Keys to avoiding a China-US trade war
Updated: 2013-03-22 11:24
By Don L. Bonker and William E. Perry (China Daily)
As US President Barack Obama enters his second term, international trade has become a high priority. The US may be ready to negotiate a free trade agreement with Europe and complete the Trans-Pacific Partnership that involves Pacific Rim countries.
Left out is China, the world's second largest economy and America's top trade partner. As Obama champions trade pacts elsewhere, it appears that a trade war with China is brewing.
The president's first-term trade record proved to be more about politics than economics, particularly with Asia. The TPP is clearly intended to position the US as a geopolitical strategy to counter China's influence in the region. The US already has trade agreements with six of the nine countries involved in the TPP.
This is even more evident in his administration's actions on trade cases, which reveal his political, if not protectionist, sentiments on China. A series of government rulings clearly target Chinese companies, imposing punishing tariffs on imported products, particularly in the renewable energy sector. The most notable example is the Department of Commerce actions against imports of Chinese solar cells, imposing a series of antidumping tariffs as high as 250 percent.
There is obvious legitimacy given that US laws are written to deal with foreign subsidization and dumping situations that hurt American companies. But there is also increased politicization of the regulatory process that is causing injury not only to foreign producers but also to US companies, who are becoming the victims of heavy tariffs.
While America's trade laws are rightly intended to protect domestic producers from unfair trade practices, what is little understood is that the imposed tariffs actually penalize the US importers who end up paying the tariffs. In most cases, the vast majority of US importers are small and medium-sized US companies who are often unaware of this liability and must cope with what amounts to a heavy fine that can also be applied retroactively.
The duties, or tariffs, can be substantial. In a case involving the importation of wooden bedroom furniture, the duties for one Chinese exporter went from 16 to 216 percent, which amounted to an estimated $200 million liability that had to be paid by US importers purchasing the furniture.

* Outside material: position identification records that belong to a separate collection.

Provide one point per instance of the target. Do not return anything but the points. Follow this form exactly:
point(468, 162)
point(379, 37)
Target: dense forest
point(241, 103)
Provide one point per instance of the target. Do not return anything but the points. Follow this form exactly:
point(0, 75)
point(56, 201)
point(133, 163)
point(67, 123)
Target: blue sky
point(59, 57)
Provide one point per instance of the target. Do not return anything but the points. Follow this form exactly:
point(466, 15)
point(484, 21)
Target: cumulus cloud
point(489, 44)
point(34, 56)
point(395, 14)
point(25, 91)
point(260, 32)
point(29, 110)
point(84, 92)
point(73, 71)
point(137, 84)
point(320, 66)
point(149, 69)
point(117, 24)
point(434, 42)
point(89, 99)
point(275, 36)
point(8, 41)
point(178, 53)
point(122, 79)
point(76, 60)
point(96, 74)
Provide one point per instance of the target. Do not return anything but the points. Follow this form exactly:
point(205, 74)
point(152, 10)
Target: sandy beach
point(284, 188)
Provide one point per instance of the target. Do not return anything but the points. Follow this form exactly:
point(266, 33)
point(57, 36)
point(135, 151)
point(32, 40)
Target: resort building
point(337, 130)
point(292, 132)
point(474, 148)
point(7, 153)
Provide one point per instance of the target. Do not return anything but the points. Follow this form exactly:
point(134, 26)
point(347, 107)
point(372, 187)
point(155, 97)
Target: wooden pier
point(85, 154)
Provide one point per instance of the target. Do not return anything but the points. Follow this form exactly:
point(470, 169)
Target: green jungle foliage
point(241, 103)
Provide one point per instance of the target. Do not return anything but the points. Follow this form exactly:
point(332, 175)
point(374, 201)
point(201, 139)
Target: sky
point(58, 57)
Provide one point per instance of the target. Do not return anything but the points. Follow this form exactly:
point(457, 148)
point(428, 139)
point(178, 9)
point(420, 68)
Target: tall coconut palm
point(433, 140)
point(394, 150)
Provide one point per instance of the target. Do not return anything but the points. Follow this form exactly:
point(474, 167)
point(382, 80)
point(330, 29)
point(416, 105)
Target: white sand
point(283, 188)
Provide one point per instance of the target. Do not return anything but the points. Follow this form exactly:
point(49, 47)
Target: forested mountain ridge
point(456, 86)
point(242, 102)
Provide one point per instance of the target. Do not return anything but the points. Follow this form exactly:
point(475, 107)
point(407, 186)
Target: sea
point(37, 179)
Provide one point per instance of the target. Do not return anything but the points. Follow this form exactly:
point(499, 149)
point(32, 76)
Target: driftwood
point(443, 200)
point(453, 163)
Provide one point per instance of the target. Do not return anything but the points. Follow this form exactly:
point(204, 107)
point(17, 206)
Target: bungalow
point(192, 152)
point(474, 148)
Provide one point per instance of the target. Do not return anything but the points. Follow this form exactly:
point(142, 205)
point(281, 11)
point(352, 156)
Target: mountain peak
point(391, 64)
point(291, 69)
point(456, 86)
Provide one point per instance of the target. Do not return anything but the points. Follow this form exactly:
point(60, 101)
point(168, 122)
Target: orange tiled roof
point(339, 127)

US importers are coping with millions of dollars in trade-related liability cases, ranging from garlic, crawfish and honey to citric acid, silicon metal, ironing tables, wooden bedroom furniture, steel wire nails and many products too numerous to mention, often causing US import companies to go bankrupt.
In some cases, prohibitive tariffs can be counterproductive. The Obama administration has clamped down on the importation of renewable energy products (wind towers, solar cells, etc), driving up costs of clean and efficient energy production, thus undermining what was a high priority for his first term. In the last two years, countless solar and wind towers plants have gone bankrupt due, in part, to the higher tariffs that make it difficult for these startups to be cost effective.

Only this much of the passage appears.